August 9, 2007:
The
End of Food begins with an indestructible tomato, a tomato
that cannot be smashed when thrown against a wall, ripened when
set on a windowsill, or eaten in any form with any pleasure. This
is a tomato as hard as a tennis ball—the perfect symbol of
everything wrong with today’s industrial food system. These
are tomatoes that are no longer real, but merely “shelf stable”
products.
Real tomatoes, like most real foods, are succulent, juicy, nutrient-dense
and splash open when bitten. The
End of Food is like a real tomato, so take care when indulging.
While you might get squirted with a bit of colorful language and
rhetoric, you will enjoy the experience. If you are a foodie, farmer,
agriculture writer or organizer, you will find tantalizing bytes
of “food for thought.” If you are new to food-systems
analysis, there is plenty here to persuade you of the evils of the
industrial food system without leaving you completely hopeless.
Tom Pawlick is an agriculture journalist and journalism professor,
original editor of Harrowsmith magazine, and present-day
organic farmer in Ontario.
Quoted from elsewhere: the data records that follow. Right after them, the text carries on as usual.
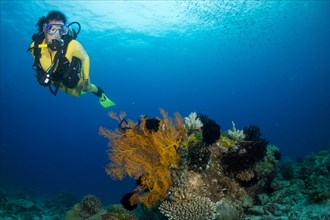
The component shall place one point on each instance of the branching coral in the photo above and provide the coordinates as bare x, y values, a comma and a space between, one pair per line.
185, 205
236, 135
145, 155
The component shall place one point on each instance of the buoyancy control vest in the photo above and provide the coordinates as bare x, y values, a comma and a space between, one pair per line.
61, 70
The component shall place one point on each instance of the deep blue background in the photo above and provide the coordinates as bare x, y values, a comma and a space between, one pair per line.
262, 63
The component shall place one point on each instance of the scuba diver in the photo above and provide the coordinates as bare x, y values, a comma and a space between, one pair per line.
60, 61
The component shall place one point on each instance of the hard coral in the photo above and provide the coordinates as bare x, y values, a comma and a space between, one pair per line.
146, 155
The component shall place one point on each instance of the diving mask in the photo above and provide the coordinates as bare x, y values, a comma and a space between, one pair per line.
60, 28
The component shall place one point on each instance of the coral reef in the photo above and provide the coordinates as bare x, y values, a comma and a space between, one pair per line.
210, 129
146, 156
236, 135
186, 205
192, 123
88, 207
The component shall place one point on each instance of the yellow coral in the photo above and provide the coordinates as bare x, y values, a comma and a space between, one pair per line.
145, 155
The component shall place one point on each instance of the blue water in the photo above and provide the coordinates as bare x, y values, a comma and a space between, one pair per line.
264, 63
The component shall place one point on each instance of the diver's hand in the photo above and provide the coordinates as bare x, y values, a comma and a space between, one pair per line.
85, 85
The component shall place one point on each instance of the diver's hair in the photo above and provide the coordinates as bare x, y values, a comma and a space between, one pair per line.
53, 15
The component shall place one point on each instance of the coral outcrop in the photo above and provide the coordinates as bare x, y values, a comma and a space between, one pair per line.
146, 156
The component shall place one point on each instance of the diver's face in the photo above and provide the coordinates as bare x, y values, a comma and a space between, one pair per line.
52, 31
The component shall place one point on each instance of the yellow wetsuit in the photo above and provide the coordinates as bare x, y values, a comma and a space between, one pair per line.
74, 49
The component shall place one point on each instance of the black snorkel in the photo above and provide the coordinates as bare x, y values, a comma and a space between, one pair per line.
57, 44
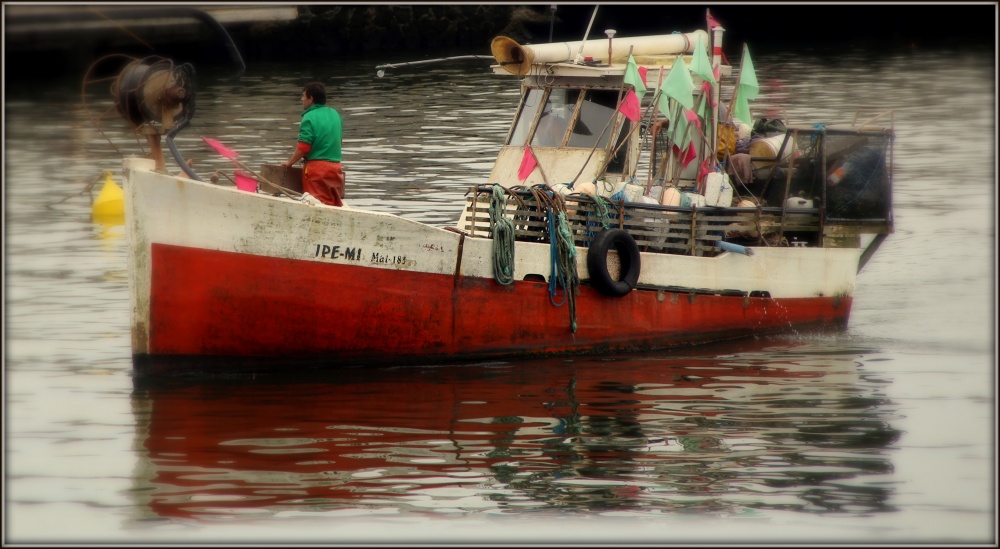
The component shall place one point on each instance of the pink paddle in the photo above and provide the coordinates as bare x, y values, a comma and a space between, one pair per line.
222, 149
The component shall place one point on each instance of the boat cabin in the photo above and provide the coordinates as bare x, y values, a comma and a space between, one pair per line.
796, 186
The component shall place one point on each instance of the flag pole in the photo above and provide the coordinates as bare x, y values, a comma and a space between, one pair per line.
736, 90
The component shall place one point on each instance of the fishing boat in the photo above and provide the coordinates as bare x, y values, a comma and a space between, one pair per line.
620, 215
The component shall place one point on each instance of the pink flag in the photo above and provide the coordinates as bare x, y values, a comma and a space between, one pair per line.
630, 106
687, 156
528, 164
704, 170
691, 154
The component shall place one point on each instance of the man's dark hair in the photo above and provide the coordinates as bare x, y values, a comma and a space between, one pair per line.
317, 91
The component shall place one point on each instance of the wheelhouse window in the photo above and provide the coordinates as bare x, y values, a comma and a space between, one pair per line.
583, 115
557, 114
532, 102
597, 108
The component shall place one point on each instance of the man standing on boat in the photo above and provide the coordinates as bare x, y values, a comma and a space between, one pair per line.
320, 139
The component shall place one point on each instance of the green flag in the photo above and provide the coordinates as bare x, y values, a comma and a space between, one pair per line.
748, 89
633, 77
678, 84
663, 104
700, 64
748, 78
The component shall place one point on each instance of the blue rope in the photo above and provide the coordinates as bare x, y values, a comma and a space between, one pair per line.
562, 253
502, 230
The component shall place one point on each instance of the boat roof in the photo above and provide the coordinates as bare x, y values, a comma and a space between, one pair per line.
603, 70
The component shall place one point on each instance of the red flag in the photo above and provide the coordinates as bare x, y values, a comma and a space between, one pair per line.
528, 164
630, 106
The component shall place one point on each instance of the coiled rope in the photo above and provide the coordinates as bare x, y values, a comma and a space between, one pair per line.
502, 231
562, 252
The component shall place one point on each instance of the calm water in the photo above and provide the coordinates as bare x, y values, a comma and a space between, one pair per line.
883, 433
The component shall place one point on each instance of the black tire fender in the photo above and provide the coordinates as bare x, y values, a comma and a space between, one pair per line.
597, 262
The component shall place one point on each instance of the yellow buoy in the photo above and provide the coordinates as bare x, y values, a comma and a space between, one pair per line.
109, 207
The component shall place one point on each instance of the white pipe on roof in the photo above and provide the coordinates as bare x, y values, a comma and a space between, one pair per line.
517, 59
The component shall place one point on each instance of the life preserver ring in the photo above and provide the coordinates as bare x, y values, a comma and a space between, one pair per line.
628, 256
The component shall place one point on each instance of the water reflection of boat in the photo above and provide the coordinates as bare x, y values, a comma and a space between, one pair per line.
535, 265
780, 427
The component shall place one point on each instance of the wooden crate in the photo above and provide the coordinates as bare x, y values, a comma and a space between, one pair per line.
289, 178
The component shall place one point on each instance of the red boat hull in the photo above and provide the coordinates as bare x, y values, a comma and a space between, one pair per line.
205, 302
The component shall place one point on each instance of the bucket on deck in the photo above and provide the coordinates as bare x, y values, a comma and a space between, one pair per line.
718, 190
671, 197
764, 151
245, 182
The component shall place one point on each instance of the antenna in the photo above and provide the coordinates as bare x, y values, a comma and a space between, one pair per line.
579, 53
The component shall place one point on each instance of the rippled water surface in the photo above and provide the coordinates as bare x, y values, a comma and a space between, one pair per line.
881, 433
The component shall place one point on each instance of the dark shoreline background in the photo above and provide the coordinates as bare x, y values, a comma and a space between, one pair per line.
399, 33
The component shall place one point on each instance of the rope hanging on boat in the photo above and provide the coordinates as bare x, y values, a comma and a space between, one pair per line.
563, 255
502, 231
562, 250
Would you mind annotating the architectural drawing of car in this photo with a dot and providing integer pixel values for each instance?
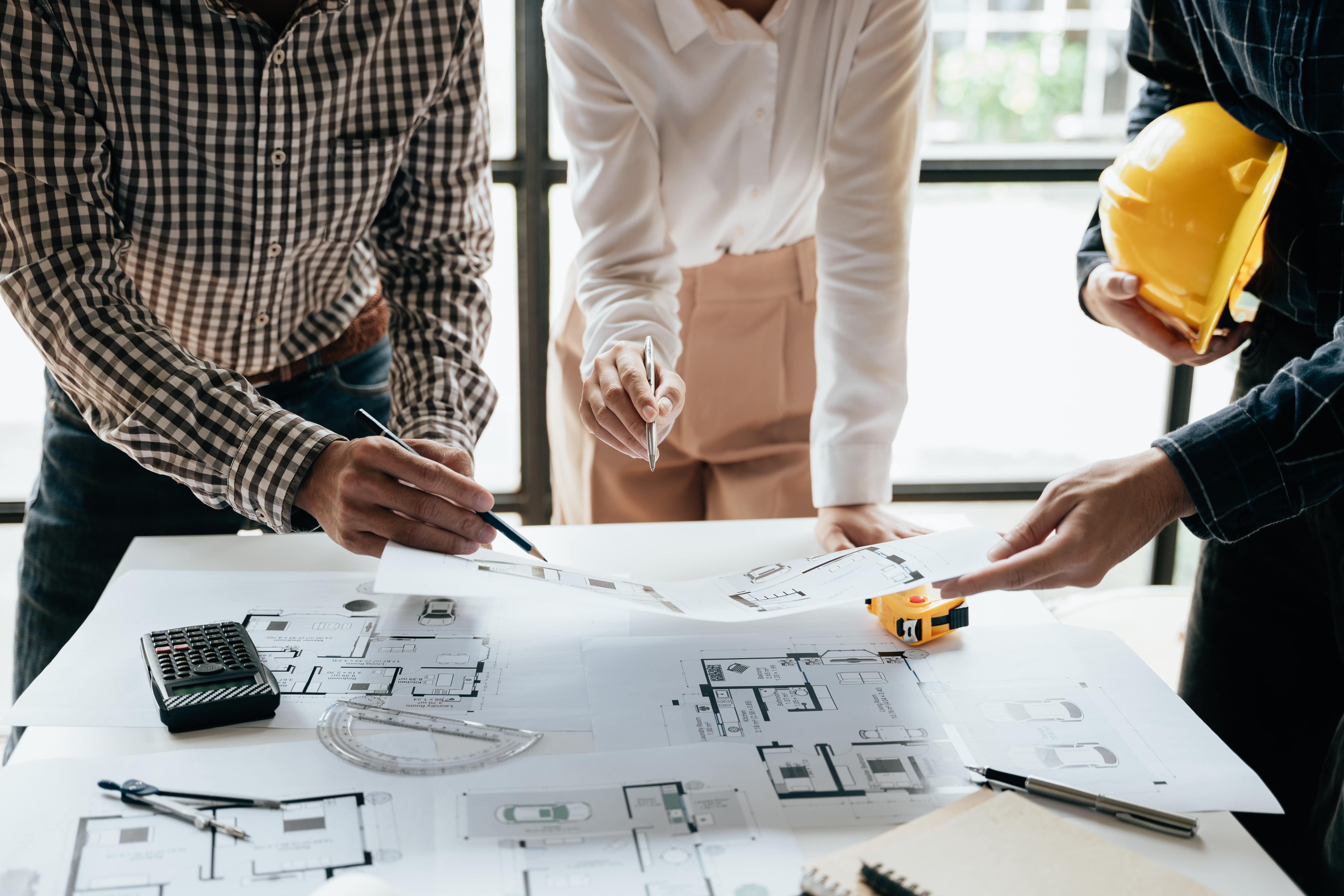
(439, 612)
(554, 812)
(1088, 756)
(893, 733)
(1032, 711)
(765, 573)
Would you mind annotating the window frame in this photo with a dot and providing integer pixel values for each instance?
(533, 172)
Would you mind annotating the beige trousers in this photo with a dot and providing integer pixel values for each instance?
(740, 449)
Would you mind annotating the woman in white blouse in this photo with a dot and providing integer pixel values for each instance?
(743, 174)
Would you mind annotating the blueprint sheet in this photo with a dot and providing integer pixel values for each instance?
(776, 589)
(864, 730)
(673, 821)
(327, 637)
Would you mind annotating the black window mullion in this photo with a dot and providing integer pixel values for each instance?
(532, 175)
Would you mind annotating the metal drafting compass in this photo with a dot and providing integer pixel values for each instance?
(482, 746)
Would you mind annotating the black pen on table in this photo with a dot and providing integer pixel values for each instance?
(490, 516)
(1167, 823)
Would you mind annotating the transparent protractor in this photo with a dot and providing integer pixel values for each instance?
(347, 726)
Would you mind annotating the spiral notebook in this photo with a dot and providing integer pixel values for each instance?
(990, 843)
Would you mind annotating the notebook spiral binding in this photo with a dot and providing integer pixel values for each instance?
(885, 885)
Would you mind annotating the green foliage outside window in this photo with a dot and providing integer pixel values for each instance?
(1003, 95)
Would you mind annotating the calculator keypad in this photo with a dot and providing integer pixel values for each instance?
(205, 651)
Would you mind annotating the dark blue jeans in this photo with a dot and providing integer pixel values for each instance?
(92, 500)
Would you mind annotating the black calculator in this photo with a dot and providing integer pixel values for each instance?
(209, 675)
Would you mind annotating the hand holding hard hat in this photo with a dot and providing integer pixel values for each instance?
(1114, 299)
(1183, 209)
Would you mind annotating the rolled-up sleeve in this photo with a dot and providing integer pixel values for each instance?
(864, 258)
(61, 238)
(1269, 456)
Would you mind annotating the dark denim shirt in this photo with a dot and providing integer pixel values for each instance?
(1279, 69)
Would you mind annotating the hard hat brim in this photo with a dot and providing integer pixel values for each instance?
(1238, 245)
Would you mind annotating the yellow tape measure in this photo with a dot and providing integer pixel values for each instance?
(916, 617)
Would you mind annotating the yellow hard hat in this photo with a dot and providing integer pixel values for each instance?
(1183, 207)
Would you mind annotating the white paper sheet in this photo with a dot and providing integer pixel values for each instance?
(862, 730)
(772, 590)
(670, 823)
(658, 821)
(511, 664)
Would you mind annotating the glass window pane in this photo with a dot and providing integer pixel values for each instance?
(565, 245)
(1009, 379)
(501, 73)
(499, 453)
(1046, 73)
(22, 402)
(1032, 389)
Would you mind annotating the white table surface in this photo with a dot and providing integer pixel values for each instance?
(1224, 856)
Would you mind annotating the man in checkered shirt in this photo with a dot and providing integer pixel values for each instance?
(1263, 479)
(228, 225)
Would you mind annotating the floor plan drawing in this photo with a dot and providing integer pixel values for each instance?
(291, 851)
(776, 589)
(662, 823)
(325, 656)
(861, 729)
(841, 726)
(329, 637)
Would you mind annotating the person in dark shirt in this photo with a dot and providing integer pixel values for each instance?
(1261, 480)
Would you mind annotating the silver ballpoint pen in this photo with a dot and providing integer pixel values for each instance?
(651, 431)
(1167, 823)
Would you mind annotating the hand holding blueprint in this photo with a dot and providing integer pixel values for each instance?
(778, 589)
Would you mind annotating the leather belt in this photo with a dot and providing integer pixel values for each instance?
(364, 334)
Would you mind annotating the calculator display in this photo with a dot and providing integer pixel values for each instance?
(208, 675)
(213, 686)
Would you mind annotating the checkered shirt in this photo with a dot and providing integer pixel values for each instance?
(189, 198)
(1279, 70)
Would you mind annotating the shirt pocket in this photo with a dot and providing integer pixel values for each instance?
(360, 177)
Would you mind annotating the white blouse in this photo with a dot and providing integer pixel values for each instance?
(696, 132)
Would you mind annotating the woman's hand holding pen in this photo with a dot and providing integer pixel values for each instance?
(618, 401)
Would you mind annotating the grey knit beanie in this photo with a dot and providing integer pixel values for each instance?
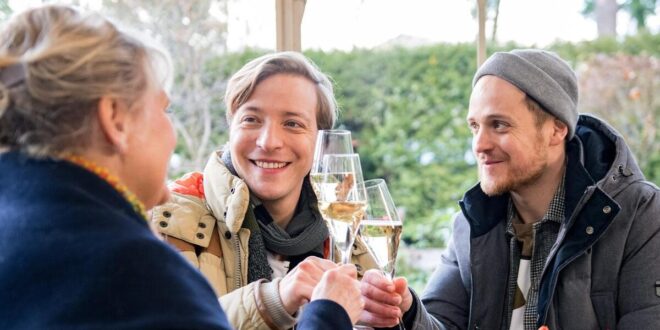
(543, 76)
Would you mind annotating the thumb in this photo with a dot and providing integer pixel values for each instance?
(400, 284)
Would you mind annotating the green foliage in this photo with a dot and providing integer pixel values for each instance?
(406, 109)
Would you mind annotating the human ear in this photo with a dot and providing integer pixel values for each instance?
(113, 119)
(559, 132)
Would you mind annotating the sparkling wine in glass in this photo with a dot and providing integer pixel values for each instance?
(381, 226)
(342, 198)
(331, 142)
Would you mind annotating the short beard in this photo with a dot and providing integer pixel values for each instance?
(519, 177)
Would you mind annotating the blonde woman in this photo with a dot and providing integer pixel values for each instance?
(85, 143)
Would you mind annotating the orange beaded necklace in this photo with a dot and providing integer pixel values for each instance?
(104, 174)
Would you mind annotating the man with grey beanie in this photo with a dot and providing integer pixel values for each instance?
(561, 232)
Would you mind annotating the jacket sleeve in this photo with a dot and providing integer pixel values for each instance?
(257, 306)
(324, 315)
(445, 302)
(639, 288)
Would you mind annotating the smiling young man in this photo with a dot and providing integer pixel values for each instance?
(561, 231)
(250, 222)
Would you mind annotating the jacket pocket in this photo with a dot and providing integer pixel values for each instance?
(605, 309)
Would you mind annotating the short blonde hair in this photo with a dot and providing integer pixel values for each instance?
(69, 61)
(242, 84)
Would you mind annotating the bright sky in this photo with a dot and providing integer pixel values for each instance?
(344, 24)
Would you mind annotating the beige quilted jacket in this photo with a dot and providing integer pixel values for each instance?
(223, 259)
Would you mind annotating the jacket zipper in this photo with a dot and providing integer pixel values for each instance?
(237, 273)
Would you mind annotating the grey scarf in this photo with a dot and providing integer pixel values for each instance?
(304, 235)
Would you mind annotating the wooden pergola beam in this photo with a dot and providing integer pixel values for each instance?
(288, 14)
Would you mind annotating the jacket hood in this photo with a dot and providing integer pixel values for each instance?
(605, 155)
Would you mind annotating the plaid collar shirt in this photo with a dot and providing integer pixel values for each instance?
(545, 234)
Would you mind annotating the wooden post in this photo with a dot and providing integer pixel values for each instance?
(481, 39)
(289, 14)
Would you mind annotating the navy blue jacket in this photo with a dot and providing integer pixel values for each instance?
(602, 272)
(74, 255)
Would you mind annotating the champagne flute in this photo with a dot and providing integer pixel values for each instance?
(381, 227)
(342, 198)
(331, 142)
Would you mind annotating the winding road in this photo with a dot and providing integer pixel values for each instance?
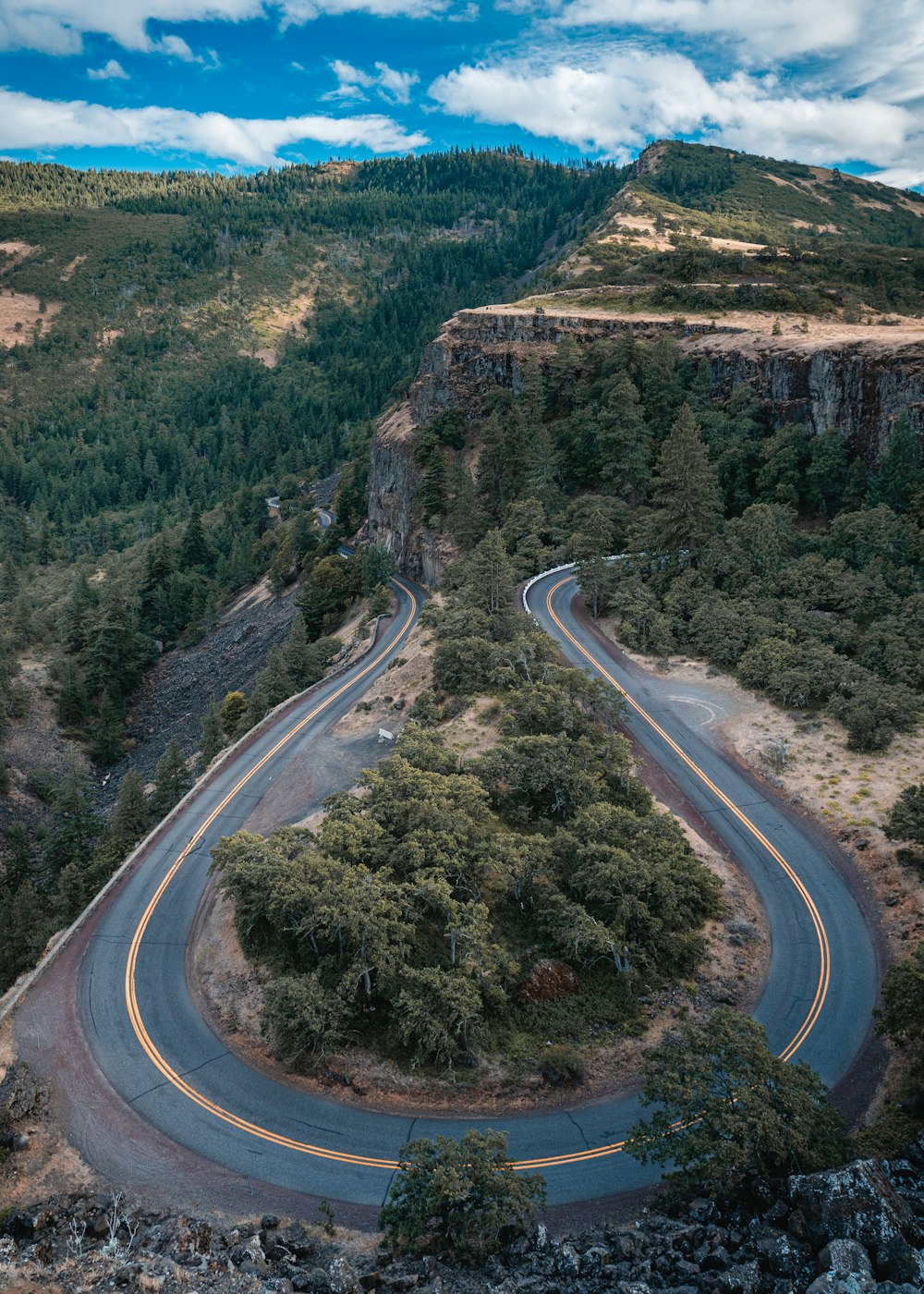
(161, 1057)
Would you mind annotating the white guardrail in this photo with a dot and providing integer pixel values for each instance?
(565, 566)
(527, 586)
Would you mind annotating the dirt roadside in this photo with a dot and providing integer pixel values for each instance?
(229, 990)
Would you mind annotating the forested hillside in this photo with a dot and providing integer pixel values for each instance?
(176, 349)
(700, 228)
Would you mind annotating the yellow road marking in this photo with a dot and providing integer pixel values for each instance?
(390, 1165)
(821, 934)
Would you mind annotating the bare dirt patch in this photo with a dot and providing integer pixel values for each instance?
(640, 229)
(229, 992)
(19, 312)
(230, 989)
(67, 272)
(805, 757)
(274, 321)
(822, 229)
(51, 1164)
(391, 696)
(34, 743)
(15, 251)
(746, 332)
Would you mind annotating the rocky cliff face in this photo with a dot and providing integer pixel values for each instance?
(858, 379)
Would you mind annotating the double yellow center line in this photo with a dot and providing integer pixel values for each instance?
(390, 1165)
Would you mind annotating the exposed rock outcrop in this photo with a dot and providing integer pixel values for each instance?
(858, 379)
(756, 1246)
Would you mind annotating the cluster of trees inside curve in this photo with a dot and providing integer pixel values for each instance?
(414, 914)
(772, 553)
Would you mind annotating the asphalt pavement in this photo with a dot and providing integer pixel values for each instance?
(162, 1058)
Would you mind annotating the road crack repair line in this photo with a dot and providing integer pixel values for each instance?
(580, 1129)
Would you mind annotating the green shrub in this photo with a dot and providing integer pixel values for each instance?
(562, 1067)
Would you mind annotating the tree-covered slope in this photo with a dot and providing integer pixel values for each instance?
(703, 228)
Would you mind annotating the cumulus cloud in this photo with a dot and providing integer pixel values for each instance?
(35, 123)
(388, 84)
(778, 29)
(113, 70)
(616, 100)
(58, 26)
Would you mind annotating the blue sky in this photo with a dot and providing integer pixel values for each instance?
(236, 84)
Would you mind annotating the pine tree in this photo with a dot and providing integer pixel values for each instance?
(213, 735)
(107, 731)
(624, 442)
(74, 824)
(194, 550)
(686, 494)
(71, 897)
(590, 546)
(232, 709)
(73, 702)
(131, 817)
(466, 517)
(491, 575)
(171, 780)
(255, 709)
(898, 469)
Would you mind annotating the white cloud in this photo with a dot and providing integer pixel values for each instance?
(388, 84)
(58, 26)
(777, 29)
(113, 70)
(35, 123)
(620, 97)
(175, 47)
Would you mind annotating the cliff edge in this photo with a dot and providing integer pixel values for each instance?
(823, 372)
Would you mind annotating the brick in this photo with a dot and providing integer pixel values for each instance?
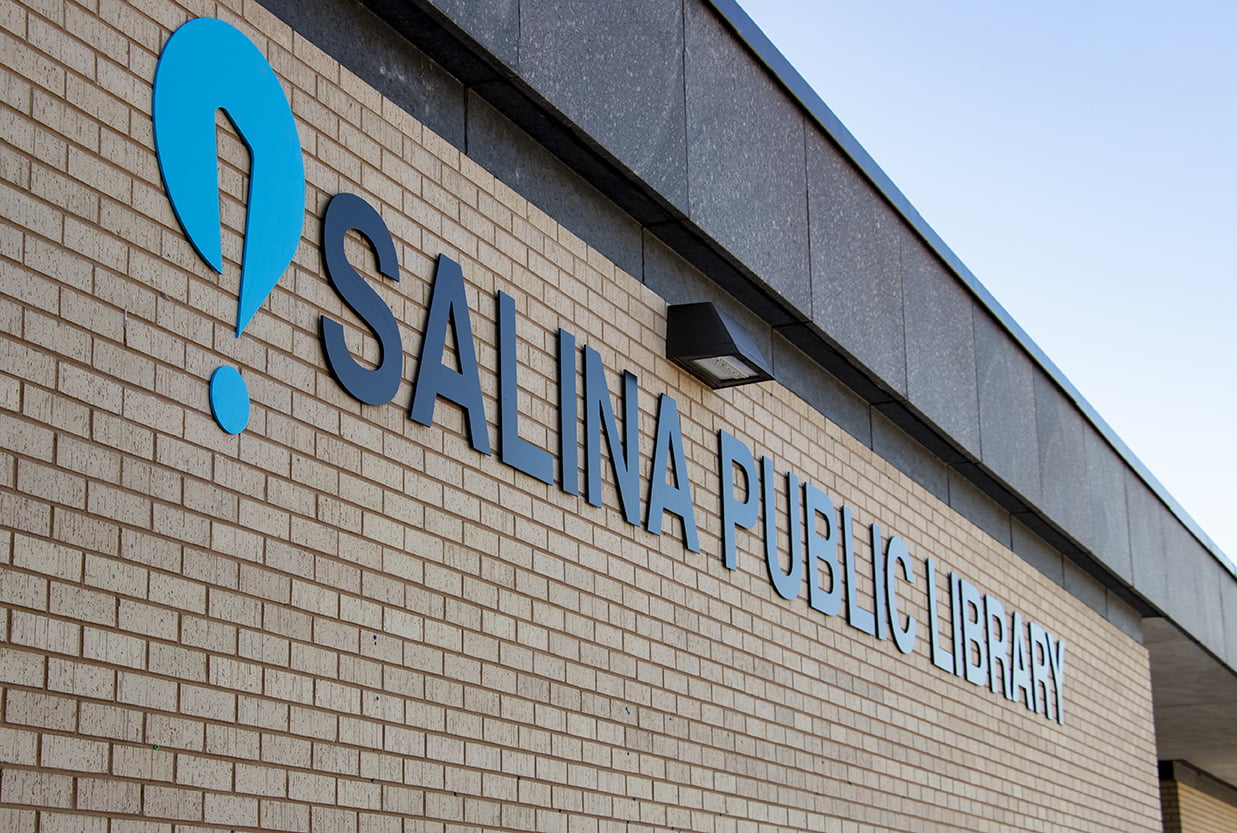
(22, 589)
(115, 722)
(47, 557)
(78, 602)
(77, 754)
(210, 774)
(36, 789)
(21, 667)
(46, 634)
(109, 796)
(142, 763)
(81, 678)
(51, 822)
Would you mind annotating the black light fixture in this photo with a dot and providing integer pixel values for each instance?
(713, 345)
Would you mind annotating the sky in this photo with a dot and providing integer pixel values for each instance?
(1080, 157)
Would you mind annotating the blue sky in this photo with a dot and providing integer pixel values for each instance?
(1081, 159)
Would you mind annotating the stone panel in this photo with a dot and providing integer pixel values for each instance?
(746, 181)
(1008, 431)
(856, 265)
(507, 152)
(1110, 514)
(1061, 459)
(384, 58)
(911, 457)
(940, 344)
(630, 98)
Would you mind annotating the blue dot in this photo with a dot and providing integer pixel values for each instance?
(229, 400)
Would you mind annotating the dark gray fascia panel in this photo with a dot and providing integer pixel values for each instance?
(630, 97)
(744, 152)
(776, 62)
(771, 295)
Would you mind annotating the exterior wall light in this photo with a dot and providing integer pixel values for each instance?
(713, 345)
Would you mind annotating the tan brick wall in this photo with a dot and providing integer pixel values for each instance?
(1188, 810)
(344, 620)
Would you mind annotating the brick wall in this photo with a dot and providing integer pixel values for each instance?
(1188, 810)
(345, 620)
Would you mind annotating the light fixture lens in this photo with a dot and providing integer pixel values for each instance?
(726, 368)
He has the bona fides, but if you prefer
that your reading material be dry and linear, you may find him a
little rich and meandering. Pawlick writes with the swagger of a
self-styled anarchist. He loves to tell tangential stories, and
seems to relish the swipes he takes at the corporate agenda.
Underneath the bellicosity, though, he does his research, arming
the reader with citations and resources. (He says Rodale Institute
publications are excellent.) Pawlick relies heavily on studies done
in Canada and the United Kingdom that are relevant to American readers
and trends because, according to the cover notes, “food production
lobbyists [in the United States] have fought hard against this kind
of research.” There is no index, a major weakness which should
be easily remedied in further print editions.
How bad can food get?
The first three chapters are devoted to the two main premises of
his End of Food thesis—that nutritional content of food is
declining and toxicity in food is increasing. In Chapter 4, “The
X files,” Pawlick states his thesis outright:
“It would be daunting… to try to plot the hundreds
of foods… and nutrients in them, mathematically on one graph.
If we could, these trends—declining nutrition and increasing
toxicity—would form an X and the point where the two trend
lines intersect, the crux of that X would be a point of no return,
the point where food has minimal nutritional value and serves
chiefly as a toxic poison, the point, literally, of the End of
Food. We are fast approaching such an intersection.” (p.79)
If you think this picture is too bleak, don't throw the book—like
a bad tomato—against the wall just yet. Read on. In the same
chapter, Pawlick provides a quick synopsis of the rise of industrial
agriculture based on “efficiency,” and the concomitant
decline of the family farm while delving briefly into the positive
impact of organic farming practices. Variables involved in food
production that can affect nutritional content are given emphasis,
such as variety, when to plant, how to harvest, how to process,
and storage methods. (p.96)
Tomatoes fit for machines
Using the tomato as both example and narrative object, Pawlick
takes us on an audit trail from seed to sale and explores the role
of industrialization in the diminution of food choices. He links
the dwindling number of tomato varieties grown to corporate labor
practices post-World War II. Large growers in California relied
on a pool of cheap immigrant labor and grew varieties that responded
well to being handpicked. In the 1960s, United Farm Workers of America
organized farm workers to demand fair wages. The grower companies
responded by researching and developing a mechanized harvester.
With mechanized harvesting, ripening must occur uniformly. Plant
breeders researched tougher, harder varieties (p.99) that were easier
to harvest mechanically without damage and traveled well during
shipping. These new varieties are picked at the “mature green
or breaker” phase—just when the red is starting to show
and artificially ripened in ethylene-producing “ripening rooms.”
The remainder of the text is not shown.